The noble words of Alavi and Younesi, which may or may not fully reflect the actual conduct of the MOIS, are in stark contrast to the words and deeds of Hassan Taeb, the head of the IRGC’s Intelligence Organisation.
Taeb, a 52-year-old Tehran native, was allegedly a former student of Supreme Leader Ali Khamenei before he joined the IRGC in 1982. After the MOIS was established in 1984, Taeb worked there as an interrogator, primarily engaged in handling captured members of the Mujahedin-e Khalq, an Iranian opposition group that was armed by Iraqi dictator Saddam Hussein to fight against the Islamic Republic.
Following his tenure as MOIS chief in Khorasan province, Taeb was promoted to chief of the ministry’s counter-espionage department under the notorious Ali Fallahian, under whose authority the MOIS engaged in the systematic assassination of political dissidents in Iran and abroad throughout the 1980s and ’90s.
However, in 1995 Taeb was caught “fabricating documents” against the children of then president Akbar Hashemi Rafsanjani. He was dismissed but was promptly appointed head of coordination in Khamenei’s office, which suggests his anti-Rafsanjani efforts were authorised by the supreme leader.
In July 2008, Taeb was appointed Basij Resistance Force chief and achieved notoriety by overseeing the ferocious suppression of anti-government protests triggered by the June 2009 presidential election which critics allege was rigged in favour of the winner, Mahmoud Ahmadinejad.
At the time, parliamentarian Ali Motahari accused Taeb of deliberately escalating the crisis. Khamenei, on the other hand, unhappy with MOIS’s inability to prevent the unrest, appointed Taeb chief of the IRGC’s Intelligence Directorate in October 2009.
Simultaneously, the department was renamed the IRGC Intelligence Organisation, emphasising the growing rift with the MOIS. When Rohani was elected, he purged the cabinet of IRGC veterans and replaced them with former MOIS officials.
Meantime, the Taeb-led IRGC Intelligence Organisation intensified its operations against “the sedition”, [fetneh], revolutionaries real and imagined, cybercrime and Iran’s ethnic and religious minorities.
As Rohani and his cabinet actively use Facebook and Twitter for propaganda purposes, Taeb’s agents, systematically censor the internet, engage in cyber-warfare and arrest dissident bloggers.
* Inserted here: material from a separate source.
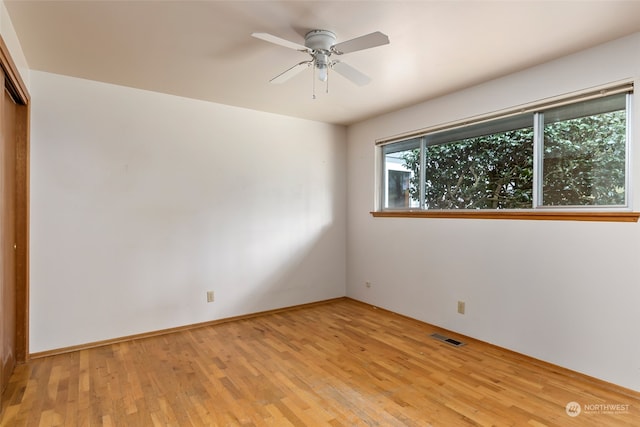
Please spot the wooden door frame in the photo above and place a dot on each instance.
(18, 90)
Apart from terrorising the broader public, IRGC Intelligence under Taeb is constantly seeking to undermine Rohani’s negotiations with the US-led world powers by arresting Iranian-American journalists such as Jason Rezaian of the Washington Post.
Informed sources say the IRGC group is attempting to personally embarrass the president by fabricating a pretext to arrest his nephew, Esmail Samavi. Even worse, Taeb’s agents indiscriminately target political activists who belong to Iran’s ethnic and religious minorities.
The IRGC perceives activists demanding economic benefits for the neglected regions on Iran’s peripheral regions, such as Sistan- Baluchistan, and the Kurdish zone, to be separatists. It responds with heavy-handed security crackdowns rather than make an effort to improve living conditions in areas distant from the capital.
This tactic not only exacerbates the conflict between the centre and periphery and creates ethnic tensions, it undermines attempts by Rohani, Alavi and Younesi to reach out to ethnic and religious minorities.
It cannot be determined who will prevail in the struggle between IRGC Intelligence and the MOIS. But if it is the Revolutionary Guards, that could seriously threaten a potential agreement between Tehran and the P5+1, since an IRGC-ruled Iran will not honour commitments made by Rohani’s representatives.